Maybe it was because we had just gone through Holy Week, but I can’t get out of my mind a funeral I went to last year, at which the preacher went on and on about how wonderful the woman in the casket had been.

 

            The preacher made her out to be Mother Theresa’s role model, Nancy Reagan’s inspiration and Madeline Albright’s mentor.  All of us who had known her—and I want to say loved her—knew the preacher was either outright lying OR had never really known her OR was afraid of telling the truth OR felt like he had to make a plaster cast saint out of a very human being in order to get us through a painful time. 

 

            It’s maybe that last one that angered me the most, as if he didn’t trust us, as if  he didn’t trust that we had the spiritual resources and relationships we needed to get us through this rough patch in our lives.  That he had to create a spiritual Disney fantasy world, because we were unable to face and process reality.

 

            I reacted to his Hallmark clichés with anger, because he wasn’t helped me do my grieving.  I had loved her and she had loved me, not like Jesus loves us, of course, but the love we felt was real nevertheless.  Our relationship wasn’t perfect.  We were both living East of Eden.  She had said and done things that were painful for me, and she in turn had never fully recovered from wrongs she perceived I had inflicted on her.  She was quite a few years older than I, and that might have had something to do with the dissonance we both felt.

 

            We loved each other partly because we had been placed together as fellow travelers on the road of life, as fate would have it, and we therefore shared many miles on the journey.  That alone has the power to make strong bonds, but also each of us knew—although we never said the words to each other–that we were both trying hard to make our relationship work.

 

            That was the very human being, whose loss I needed help in grieving.  Whose absence I need help in adapting to.  Instead, the preacher held up the portrait of a person I didn’t recognize, whom I wouldn’t miss because I never knew her.

 

He described her as having great faith, for one thing, as if faith had been her achievement, like she had regularly gone to the spiritual gym had developed a muscular spirituality.  If she had any spiritual muscle, it was because she was constantly wrestling with God, challenging God to admit that he hadn’t kept the bargain, hadn’t come through when she really needed him.

 

The faith she had was born in pain and nurtured with disillusionment.  Her faith was real, but it wasn’t achieved.  The hope she felt at Easter was the assurance that her Good Fridays would eventually bear the fruit of meaning.  She didn’t know that she was saved.  Rather she hung on to that promise with an almost desperate trust that dared to believe that such an unverified reality could ultimately prevail.  When Jesus sought to assure his disciples that he was really risen, he showed them his wounded hands and feet.  She could relate to that.
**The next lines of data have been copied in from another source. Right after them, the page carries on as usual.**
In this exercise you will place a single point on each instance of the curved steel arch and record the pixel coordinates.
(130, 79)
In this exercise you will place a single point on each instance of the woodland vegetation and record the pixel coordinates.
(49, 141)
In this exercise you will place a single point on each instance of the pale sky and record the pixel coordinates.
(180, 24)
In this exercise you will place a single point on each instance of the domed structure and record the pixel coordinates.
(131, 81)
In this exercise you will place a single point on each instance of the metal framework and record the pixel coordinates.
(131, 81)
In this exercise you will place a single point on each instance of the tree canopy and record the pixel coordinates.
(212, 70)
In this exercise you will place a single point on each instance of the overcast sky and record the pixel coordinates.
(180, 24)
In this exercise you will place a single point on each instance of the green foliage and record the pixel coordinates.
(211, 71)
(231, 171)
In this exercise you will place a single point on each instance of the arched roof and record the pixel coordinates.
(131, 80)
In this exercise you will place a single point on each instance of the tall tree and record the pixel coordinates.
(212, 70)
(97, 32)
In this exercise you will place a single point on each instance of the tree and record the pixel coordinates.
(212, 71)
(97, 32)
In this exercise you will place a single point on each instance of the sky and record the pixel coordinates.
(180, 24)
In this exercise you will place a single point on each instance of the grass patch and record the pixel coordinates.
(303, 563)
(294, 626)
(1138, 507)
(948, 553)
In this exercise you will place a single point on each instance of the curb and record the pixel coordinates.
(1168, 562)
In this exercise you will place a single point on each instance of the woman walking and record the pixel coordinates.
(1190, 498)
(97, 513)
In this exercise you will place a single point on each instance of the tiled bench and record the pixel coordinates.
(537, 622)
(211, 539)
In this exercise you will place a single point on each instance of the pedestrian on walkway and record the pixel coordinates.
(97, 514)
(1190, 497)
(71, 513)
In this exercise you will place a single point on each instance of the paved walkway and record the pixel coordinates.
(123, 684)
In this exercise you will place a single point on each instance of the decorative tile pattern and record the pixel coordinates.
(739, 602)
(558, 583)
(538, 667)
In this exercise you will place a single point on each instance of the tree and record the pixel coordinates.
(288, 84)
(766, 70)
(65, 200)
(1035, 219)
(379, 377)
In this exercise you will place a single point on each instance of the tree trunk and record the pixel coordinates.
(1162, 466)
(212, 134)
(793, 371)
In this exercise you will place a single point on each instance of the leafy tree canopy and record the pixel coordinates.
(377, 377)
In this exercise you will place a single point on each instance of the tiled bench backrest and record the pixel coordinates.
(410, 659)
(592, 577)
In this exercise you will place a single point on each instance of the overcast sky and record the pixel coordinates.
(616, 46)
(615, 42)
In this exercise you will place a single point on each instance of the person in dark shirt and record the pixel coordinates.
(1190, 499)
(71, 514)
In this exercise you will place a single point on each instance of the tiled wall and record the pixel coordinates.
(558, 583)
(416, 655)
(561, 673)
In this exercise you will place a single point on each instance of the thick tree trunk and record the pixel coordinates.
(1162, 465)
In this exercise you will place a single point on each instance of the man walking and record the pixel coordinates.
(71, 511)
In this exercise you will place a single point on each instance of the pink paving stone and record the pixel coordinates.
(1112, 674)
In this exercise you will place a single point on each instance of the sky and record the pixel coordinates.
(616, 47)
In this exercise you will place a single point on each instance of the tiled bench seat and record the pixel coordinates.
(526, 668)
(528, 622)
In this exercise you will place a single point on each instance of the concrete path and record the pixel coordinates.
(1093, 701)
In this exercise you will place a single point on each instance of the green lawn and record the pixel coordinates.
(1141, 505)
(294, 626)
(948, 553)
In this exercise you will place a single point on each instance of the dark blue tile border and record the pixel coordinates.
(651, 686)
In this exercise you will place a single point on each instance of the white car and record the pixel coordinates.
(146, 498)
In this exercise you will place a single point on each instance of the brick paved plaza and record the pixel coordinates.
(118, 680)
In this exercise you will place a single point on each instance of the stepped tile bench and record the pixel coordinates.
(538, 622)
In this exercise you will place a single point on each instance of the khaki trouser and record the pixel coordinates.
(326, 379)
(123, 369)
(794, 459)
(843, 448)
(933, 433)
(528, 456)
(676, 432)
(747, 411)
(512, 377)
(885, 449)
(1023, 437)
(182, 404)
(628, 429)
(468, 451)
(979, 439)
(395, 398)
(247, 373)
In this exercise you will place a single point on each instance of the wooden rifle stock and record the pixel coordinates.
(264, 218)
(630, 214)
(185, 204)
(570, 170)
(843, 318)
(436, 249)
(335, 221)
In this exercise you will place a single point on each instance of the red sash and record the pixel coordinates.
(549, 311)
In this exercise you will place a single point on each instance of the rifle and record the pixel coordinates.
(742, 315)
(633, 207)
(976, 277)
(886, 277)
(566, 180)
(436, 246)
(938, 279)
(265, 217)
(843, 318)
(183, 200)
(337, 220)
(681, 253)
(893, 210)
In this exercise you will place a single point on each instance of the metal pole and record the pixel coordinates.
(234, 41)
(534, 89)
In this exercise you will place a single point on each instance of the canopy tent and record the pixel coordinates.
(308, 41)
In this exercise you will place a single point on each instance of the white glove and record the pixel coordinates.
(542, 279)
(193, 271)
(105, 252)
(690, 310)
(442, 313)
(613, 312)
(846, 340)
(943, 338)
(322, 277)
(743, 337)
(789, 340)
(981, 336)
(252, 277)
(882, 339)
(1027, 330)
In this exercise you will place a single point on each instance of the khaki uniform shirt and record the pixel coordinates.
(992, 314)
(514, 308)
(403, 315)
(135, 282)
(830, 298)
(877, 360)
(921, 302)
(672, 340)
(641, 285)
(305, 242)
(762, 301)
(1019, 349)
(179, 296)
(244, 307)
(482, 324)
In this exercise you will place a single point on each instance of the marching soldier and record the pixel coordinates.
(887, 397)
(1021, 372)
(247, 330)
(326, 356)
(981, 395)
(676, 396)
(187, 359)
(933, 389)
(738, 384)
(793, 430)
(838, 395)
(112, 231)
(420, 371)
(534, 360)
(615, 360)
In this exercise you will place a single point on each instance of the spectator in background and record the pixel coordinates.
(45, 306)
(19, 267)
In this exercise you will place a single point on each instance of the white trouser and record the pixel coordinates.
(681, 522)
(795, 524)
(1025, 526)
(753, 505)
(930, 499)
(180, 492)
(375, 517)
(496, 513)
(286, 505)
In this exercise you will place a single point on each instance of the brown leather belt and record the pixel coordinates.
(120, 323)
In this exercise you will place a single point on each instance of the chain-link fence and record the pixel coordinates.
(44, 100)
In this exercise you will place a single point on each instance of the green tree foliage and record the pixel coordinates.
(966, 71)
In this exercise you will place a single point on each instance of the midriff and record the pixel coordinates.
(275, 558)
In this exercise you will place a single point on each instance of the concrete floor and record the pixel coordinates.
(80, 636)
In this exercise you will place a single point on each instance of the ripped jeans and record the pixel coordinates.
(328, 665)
 I had the feeling that the preacher was trying to reassure himself that his fantasy was real more than helping us do our grieving.

 

Barbara Brown Taylor wrote a book titled Learning to Walk in the Dark.  I wish that preacher had read the book.  There’s a time to exclaim “Christ is risen” and a time to cry “my God, my God, why have you forsaken me.”  What I needed at that funeral was a little of both.

 

I needed to grieve the loss of a dear as well as a flawed friend.  I needed to feel both Good Friday and Easter Sunday in my bones.  I needed to hear that the birthing process isn’t called labor for nothing.  Instead, what I got was all sweetness and light, and it just didn’t ring true.